Part 1

Why this post exists

The previous eval post was the reset.

That post was about admitting the first benchmark had drifted. We had built a solid harness around a shaky question. A strong mainstream model was not looking clearly strong on tiny workflow tasks, and that meant the benchmark was still wrong in an important way.

What that post did not do was walk through the construction of the replacement.

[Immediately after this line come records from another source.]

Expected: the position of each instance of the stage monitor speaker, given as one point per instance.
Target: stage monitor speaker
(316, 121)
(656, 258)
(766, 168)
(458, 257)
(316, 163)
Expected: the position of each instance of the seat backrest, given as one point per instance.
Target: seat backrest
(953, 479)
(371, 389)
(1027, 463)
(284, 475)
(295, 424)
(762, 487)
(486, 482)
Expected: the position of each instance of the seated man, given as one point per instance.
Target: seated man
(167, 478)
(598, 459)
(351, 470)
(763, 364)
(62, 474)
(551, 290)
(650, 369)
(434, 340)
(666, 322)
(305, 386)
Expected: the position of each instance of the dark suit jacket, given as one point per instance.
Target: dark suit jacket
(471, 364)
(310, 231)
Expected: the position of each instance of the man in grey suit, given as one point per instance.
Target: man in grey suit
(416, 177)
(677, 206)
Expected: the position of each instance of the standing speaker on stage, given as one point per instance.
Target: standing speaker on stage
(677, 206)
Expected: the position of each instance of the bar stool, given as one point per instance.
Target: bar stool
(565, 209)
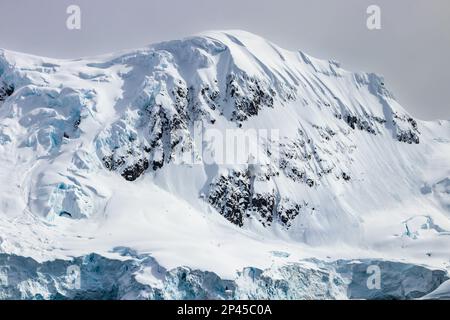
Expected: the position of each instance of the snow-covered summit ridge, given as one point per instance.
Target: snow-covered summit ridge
(97, 147)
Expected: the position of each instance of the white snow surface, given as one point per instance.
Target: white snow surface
(396, 206)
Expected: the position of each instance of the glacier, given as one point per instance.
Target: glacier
(102, 167)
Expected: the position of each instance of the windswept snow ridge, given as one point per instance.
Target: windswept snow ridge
(211, 153)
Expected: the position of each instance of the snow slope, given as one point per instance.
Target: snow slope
(102, 152)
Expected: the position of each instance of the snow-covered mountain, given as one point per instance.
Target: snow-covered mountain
(139, 152)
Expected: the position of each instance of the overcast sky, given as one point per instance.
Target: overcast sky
(412, 49)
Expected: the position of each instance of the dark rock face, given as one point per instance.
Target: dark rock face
(249, 96)
(5, 91)
(408, 130)
(230, 195)
(367, 123)
(234, 197)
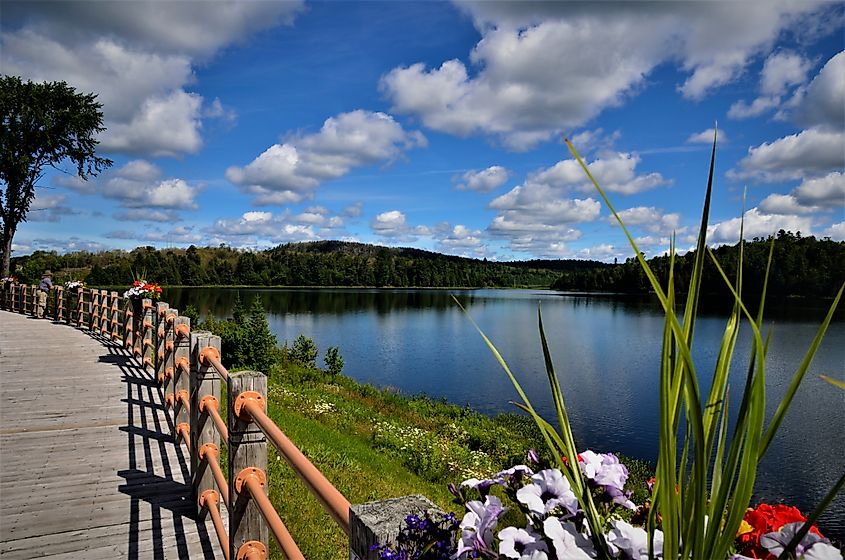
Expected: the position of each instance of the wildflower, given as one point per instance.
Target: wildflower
(477, 525)
(812, 547)
(520, 543)
(631, 542)
(548, 490)
(568, 543)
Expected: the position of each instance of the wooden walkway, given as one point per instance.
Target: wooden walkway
(87, 466)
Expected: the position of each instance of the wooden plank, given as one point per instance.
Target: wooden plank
(87, 466)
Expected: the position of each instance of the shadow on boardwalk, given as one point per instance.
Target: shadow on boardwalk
(88, 464)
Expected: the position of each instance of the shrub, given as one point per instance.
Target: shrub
(333, 360)
(304, 351)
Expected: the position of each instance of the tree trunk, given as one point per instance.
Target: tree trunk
(8, 234)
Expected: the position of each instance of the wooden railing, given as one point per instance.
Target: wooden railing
(188, 367)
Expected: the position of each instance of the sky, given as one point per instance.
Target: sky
(440, 125)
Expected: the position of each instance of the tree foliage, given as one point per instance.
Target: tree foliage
(42, 124)
(801, 266)
(322, 263)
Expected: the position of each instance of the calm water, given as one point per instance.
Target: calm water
(606, 351)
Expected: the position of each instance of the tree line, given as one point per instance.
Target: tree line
(801, 266)
(320, 263)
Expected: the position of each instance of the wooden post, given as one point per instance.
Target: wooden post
(105, 308)
(94, 310)
(23, 299)
(80, 307)
(114, 319)
(128, 324)
(247, 448)
(147, 342)
(379, 522)
(204, 383)
(161, 311)
(181, 381)
(60, 303)
(170, 316)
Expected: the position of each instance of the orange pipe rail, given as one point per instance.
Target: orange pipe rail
(185, 398)
(212, 356)
(211, 454)
(333, 501)
(210, 500)
(253, 481)
(210, 406)
(184, 429)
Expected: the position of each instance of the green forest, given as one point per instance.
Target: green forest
(801, 266)
(320, 263)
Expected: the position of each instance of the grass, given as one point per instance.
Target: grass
(374, 444)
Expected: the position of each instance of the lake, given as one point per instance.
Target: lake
(606, 351)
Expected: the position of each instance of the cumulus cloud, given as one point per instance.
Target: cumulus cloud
(289, 172)
(540, 68)
(393, 225)
(651, 219)
(706, 137)
(781, 71)
(756, 224)
(179, 235)
(485, 180)
(265, 227)
(811, 152)
(49, 208)
(614, 171)
(139, 187)
(812, 195)
(822, 102)
(138, 57)
(835, 232)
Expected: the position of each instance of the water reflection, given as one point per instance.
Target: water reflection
(606, 350)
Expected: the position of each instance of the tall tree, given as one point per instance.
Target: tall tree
(41, 124)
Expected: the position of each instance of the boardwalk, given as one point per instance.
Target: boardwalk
(87, 466)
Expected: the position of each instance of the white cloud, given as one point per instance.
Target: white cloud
(483, 181)
(811, 152)
(49, 208)
(163, 126)
(290, 172)
(138, 186)
(138, 57)
(614, 171)
(781, 71)
(651, 219)
(835, 232)
(706, 137)
(540, 68)
(393, 225)
(812, 195)
(757, 224)
(822, 102)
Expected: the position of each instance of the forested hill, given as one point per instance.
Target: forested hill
(801, 266)
(320, 263)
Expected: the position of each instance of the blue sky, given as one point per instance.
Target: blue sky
(440, 125)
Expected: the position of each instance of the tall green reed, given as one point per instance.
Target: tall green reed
(705, 478)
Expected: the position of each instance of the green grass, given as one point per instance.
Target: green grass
(375, 444)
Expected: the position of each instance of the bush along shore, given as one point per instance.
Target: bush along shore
(371, 443)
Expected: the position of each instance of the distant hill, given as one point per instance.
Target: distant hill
(801, 266)
(316, 263)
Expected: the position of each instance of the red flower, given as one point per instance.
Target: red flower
(765, 519)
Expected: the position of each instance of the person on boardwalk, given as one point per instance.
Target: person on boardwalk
(43, 289)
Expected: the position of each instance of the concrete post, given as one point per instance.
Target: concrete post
(379, 523)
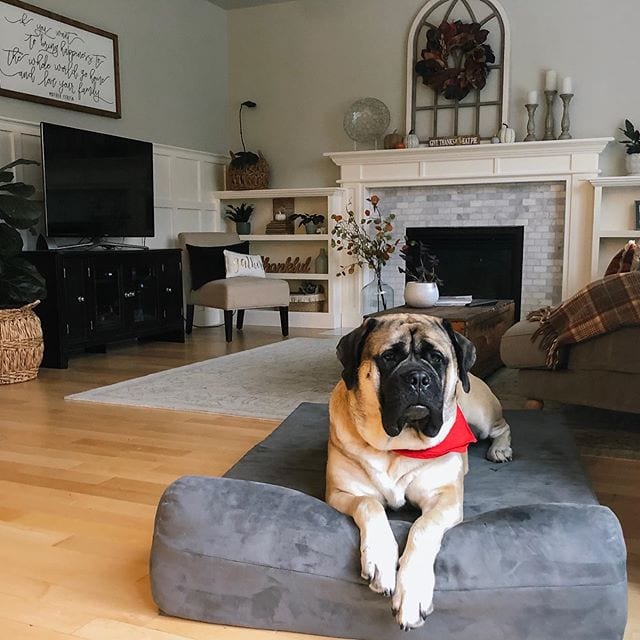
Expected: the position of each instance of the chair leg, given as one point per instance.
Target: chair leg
(189, 324)
(284, 320)
(228, 325)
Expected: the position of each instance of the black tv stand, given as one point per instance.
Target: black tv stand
(98, 297)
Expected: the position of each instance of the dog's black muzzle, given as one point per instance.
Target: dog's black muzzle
(412, 396)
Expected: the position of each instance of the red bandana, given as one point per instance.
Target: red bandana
(457, 441)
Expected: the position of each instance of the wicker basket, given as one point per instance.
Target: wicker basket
(306, 301)
(21, 344)
(253, 177)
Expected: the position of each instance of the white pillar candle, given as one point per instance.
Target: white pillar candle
(551, 81)
(567, 85)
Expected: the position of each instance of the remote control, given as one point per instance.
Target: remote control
(480, 303)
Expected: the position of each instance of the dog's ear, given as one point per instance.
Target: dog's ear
(465, 352)
(349, 351)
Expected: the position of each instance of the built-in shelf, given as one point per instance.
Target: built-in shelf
(614, 209)
(298, 276)
(294, 247)
(289, 237)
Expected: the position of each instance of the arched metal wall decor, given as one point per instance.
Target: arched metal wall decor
(481, 111)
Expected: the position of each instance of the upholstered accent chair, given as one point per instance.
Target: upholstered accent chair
(230, 294)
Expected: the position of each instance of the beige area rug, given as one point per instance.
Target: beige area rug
(265, 382)
(271, 381)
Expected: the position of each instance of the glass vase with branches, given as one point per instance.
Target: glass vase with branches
(367, 241)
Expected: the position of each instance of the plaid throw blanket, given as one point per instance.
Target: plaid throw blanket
(602, 306)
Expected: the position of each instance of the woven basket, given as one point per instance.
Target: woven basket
(253, 177)
(306, 301)
(21, 344)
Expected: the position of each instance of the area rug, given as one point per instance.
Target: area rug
(271, 381)
(265, 382)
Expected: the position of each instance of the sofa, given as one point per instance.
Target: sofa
(602, 372)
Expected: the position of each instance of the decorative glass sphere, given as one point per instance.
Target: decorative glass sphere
(366, 120)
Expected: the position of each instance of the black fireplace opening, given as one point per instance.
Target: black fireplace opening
(484, 262)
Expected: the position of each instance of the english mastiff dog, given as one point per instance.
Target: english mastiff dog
(398, 434)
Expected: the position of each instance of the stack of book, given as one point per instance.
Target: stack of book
(453, 301)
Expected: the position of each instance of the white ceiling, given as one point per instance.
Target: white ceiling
(238, 4)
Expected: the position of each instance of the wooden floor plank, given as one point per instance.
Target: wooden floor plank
(79, 483)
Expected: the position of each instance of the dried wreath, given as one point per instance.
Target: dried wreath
(464, 43)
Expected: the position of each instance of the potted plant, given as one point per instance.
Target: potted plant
(247, 170)
(421, 289)
(310, 221)
(632, 143)
(369, 242)
(21, 286)
(241, 216)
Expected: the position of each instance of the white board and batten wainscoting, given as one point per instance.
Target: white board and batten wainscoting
(184, 184)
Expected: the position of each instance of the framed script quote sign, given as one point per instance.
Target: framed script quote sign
(51, 59)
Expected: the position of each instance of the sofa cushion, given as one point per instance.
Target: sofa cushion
(244, 292)
(519, 352)
(208, 263)
(615, 351)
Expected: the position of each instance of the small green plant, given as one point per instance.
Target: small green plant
(420, 264)
(241, 213)
(20, 282)
(306, 218)
(633, 138)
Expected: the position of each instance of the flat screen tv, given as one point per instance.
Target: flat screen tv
(96, 185)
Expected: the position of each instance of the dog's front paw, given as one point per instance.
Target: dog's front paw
(379, 559)
(413, 598)
(499, 452)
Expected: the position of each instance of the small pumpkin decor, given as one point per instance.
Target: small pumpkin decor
(411, 140)
(506, 134)
(391, 140)
(456, 59)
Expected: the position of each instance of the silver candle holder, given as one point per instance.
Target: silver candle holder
(565, 124)
(531, 123)
(549, 123)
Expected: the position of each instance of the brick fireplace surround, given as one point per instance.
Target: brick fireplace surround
(543, 186)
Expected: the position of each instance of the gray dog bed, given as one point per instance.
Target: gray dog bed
(536, 557)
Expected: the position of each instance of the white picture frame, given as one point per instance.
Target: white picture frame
(54, 60)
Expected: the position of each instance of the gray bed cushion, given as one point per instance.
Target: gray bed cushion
(536, 557)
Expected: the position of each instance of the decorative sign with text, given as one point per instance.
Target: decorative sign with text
(453, 141)
(47, 58)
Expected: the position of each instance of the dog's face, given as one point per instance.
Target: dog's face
(403, 370)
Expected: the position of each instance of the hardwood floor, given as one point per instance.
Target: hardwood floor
(79, 484)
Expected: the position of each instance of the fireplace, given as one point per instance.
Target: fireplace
(485, 262)
(543, 186)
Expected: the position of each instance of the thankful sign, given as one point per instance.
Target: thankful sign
(48, 58)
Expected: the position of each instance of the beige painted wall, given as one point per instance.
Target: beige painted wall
(173, 71)
(305, 62)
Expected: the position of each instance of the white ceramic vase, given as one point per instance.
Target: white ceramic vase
(421, 294)
(632, 162)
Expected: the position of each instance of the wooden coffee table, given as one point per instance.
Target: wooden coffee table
(484, 326)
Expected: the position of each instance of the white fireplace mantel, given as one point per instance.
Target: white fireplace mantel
(573, 162)
(509, 161)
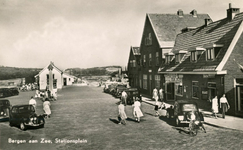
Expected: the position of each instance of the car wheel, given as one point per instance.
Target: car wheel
(178, 122)
(10, 124)
(167, 115)
(22, 126)
(42, 126)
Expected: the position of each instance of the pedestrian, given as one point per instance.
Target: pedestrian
(215, 105)
(156, 97)
(155, 94)
(32, 101)
(161, 96)
(121, 113)
(224, 105)
(137, 113)
(46, 107)
(124, 98)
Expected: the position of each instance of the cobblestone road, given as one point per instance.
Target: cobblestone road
(90, 116)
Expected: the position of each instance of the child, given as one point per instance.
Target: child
(137, 111)
(121, 113)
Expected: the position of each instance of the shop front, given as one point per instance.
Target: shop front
(173, 86)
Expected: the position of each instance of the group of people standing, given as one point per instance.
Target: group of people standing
(46, 106)
(51, 95)
(223, 104)
(158, 96)
(137, 113)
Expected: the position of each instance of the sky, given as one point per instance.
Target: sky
(84, 33)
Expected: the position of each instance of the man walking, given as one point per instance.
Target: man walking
(224, 105)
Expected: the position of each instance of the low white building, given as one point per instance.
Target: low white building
(59, 78)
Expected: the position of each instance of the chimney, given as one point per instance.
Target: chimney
(231, 12)
(207, 21)
(194, 13)
(180, 13)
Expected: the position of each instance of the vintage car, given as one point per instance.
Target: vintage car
(107, 87)
(4, 109)
(24, 116)
(14, 91)
(132, 94)
(119, 89)
(180, 111)
(8, 91)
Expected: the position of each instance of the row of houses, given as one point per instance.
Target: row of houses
(51, 77)
(191, 57)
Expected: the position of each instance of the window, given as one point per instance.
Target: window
(145, 79)
(194, 56)
(157, 59)
(140, 81)
(148, 40)
(157, 81)
(222, 81)
(195, 89)
(212, 53)
(168, 59)
(178, 57)
(144, 60)
(179, 88)
(150, 59)
(47, 79)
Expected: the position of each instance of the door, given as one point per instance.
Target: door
(211, 93)
(239, 92)
(64, 81)
(170, 91)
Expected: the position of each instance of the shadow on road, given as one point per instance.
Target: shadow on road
(114, 121)
(149, 114)
(169, 121)
(130, 119)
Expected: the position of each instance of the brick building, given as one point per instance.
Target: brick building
(133, 66)
(158, 38)
(203, 63)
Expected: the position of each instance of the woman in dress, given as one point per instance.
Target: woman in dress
(215, 108)
(137, 111)
(121, 113)
(46, 107)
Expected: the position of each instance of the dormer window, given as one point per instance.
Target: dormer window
(179, 55)
(169, 57)
(157, 59)
(150, 59)
(144, 60)
(212, 51)
(196, 53)
(148, 40)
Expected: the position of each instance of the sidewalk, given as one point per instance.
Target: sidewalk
(229, 121)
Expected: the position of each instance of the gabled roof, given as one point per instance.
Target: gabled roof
(136, 51)
(52, 64)
(167, 26)
(222, 32)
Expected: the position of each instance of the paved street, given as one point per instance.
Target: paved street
(90, 116)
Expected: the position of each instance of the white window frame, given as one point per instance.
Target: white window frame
(193, 89)
(157, 59)
(150, 59)
(210, 54)
(145, 81)
(144, 60)
(177, 85)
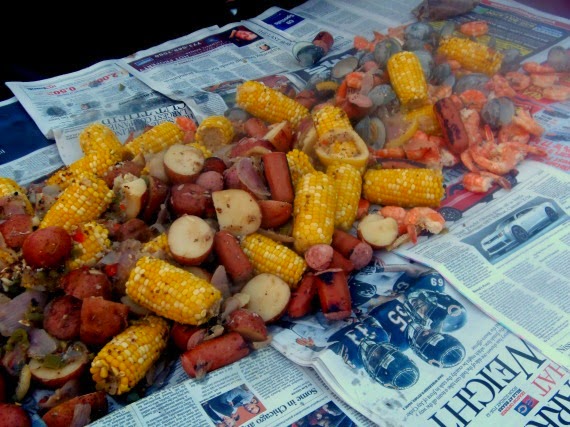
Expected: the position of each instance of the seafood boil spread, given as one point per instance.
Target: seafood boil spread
(188, 240)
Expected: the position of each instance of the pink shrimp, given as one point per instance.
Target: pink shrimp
(398, 213)
(422, 218)
(481, 182)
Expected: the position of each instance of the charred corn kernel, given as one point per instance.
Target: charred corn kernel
(172, 292)
(157, 247)
(90, 244)
(328, 118)
(472, 56)
(426, 119)
(313, 211)
(403, 187)
(85, 199)
(268, 256)
(126, 359)
(215, 132)
(299, 165)
(269, 104)
(407, 78)
(348, 187)
(156, 139)
(12, 190)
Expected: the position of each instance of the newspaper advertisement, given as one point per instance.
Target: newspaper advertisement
(265, 389)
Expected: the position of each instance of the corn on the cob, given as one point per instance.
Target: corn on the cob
(313, 211)
(269, 104)
(403, 187)
(215, 132)
(268, 256)
(299, 165)
(407, 78)
(85, 199)
(472, 56)
(10, 188)
(125, 360)
(172, 292)
(348, 188)
(90, 244)
(156, 139)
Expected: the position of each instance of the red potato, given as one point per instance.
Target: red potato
(303, 298)
(190, 239)
(278, 176)
(189, 199)
(269, 296)
(158, 191)
(255, 128)
(13, 415)
(134, 197)
(63, 414)
(237, 211)
(334, 295)
(280, 135)
(47, 247)
(62, 317)
(274, 213)
(56, 377)
(183, 163)
(358, 252)
(186, 337)
(101, 320)
(213, 354)
(15, 230)
(86, 282)
(248, 324)
(232, 257)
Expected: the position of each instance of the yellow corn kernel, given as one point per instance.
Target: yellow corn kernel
(85, 199)
(313, 211)
(407, 78)
(90, 244)
(403, 187)
(472, 56)
(268, 256)
(156, 139)
(299, 165)
(126, 359)
(269, 104)
(348, 187)
(172, 292)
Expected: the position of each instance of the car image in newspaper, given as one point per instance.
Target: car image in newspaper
(518, 228)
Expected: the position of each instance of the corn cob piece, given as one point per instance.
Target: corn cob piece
(172, 292)
(313, 211)
(407, 78)
(269, 104)
(268, 256)
(90, 244)
(10, 188)
(215, 132)
(85, 199)
(126, 359)
(403, 187)
(299, 165)
(348, 187)
(156, 139)
(472, 56)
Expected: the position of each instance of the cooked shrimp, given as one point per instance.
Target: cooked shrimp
(518, 81)
(481, 182)
(398, 213)
(536, 68)
(422, 218)
(474, 28)
(523, 118)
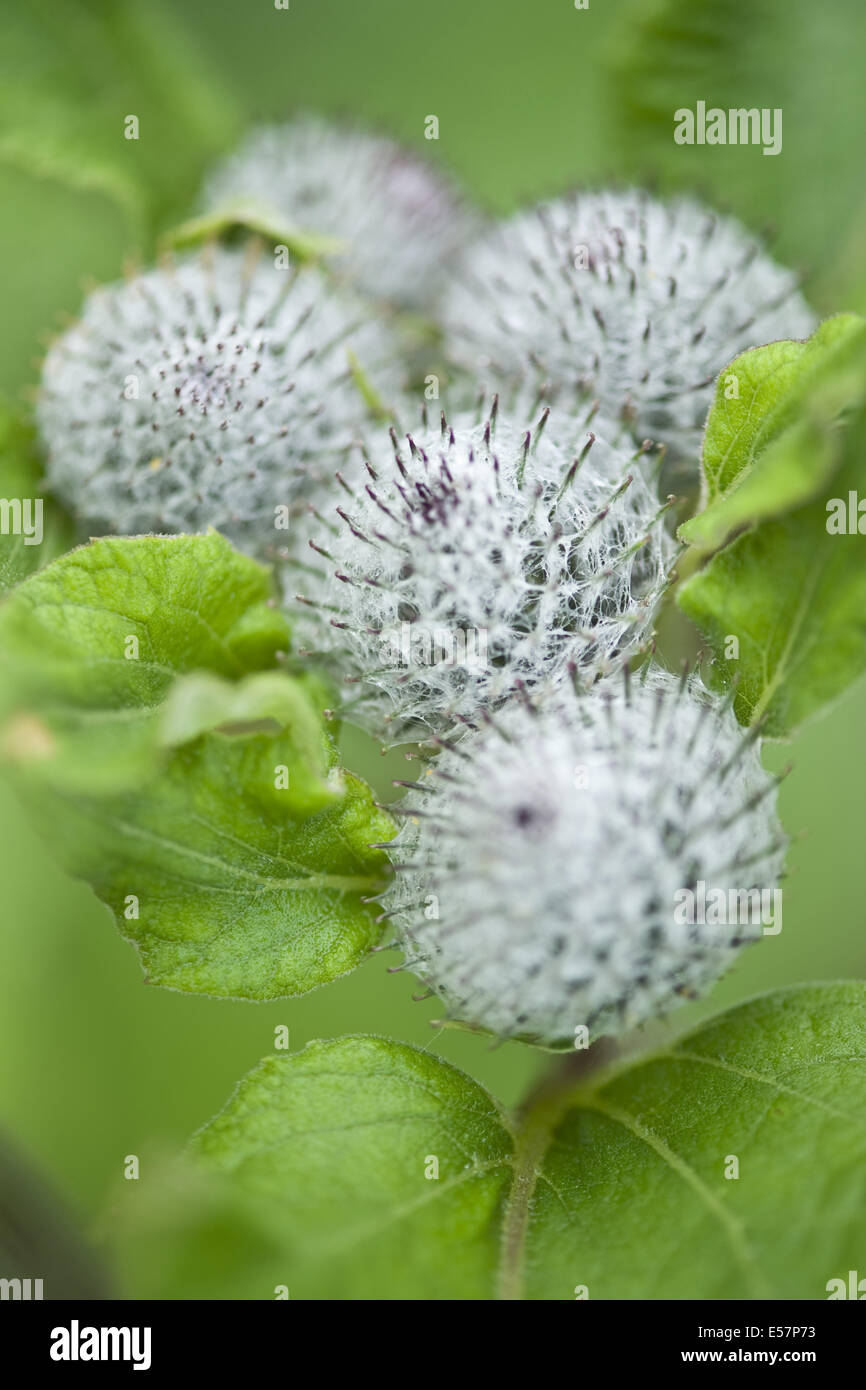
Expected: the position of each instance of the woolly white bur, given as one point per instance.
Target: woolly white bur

It argued for a better eval, but it did not really show how we chose the tasks, how we structured the scoring, and what rules we used to keep the new benchmark honest.

This post is that missing piece.

It is the practical design document behind core_eval_v2, written in plain English instead of benchmark shorthand.

The problem we were actually trying to solve

The product question is much smaller than a generic AI benchmark usually assumes.

We are not asking whether a model can:

  • reason across arbitrary domains
  • act autonomously for a long time
  • manage a whole tool graph
  • behave like a full personal agent

We are asking whether it can take a short spoken note or transcript and turn it into something small, useful, and structured.

That means the real product loop looks more like this:

  1. capture the note
  2. extract what matters
  3. normalize it into a usable shape
  4. connect it to relevant context when needed
  5. avoid hallucinating or overreaching

That is the loop the eval needs to measure.

Once we wrote it that plainly, a lot of the confusion disappeared.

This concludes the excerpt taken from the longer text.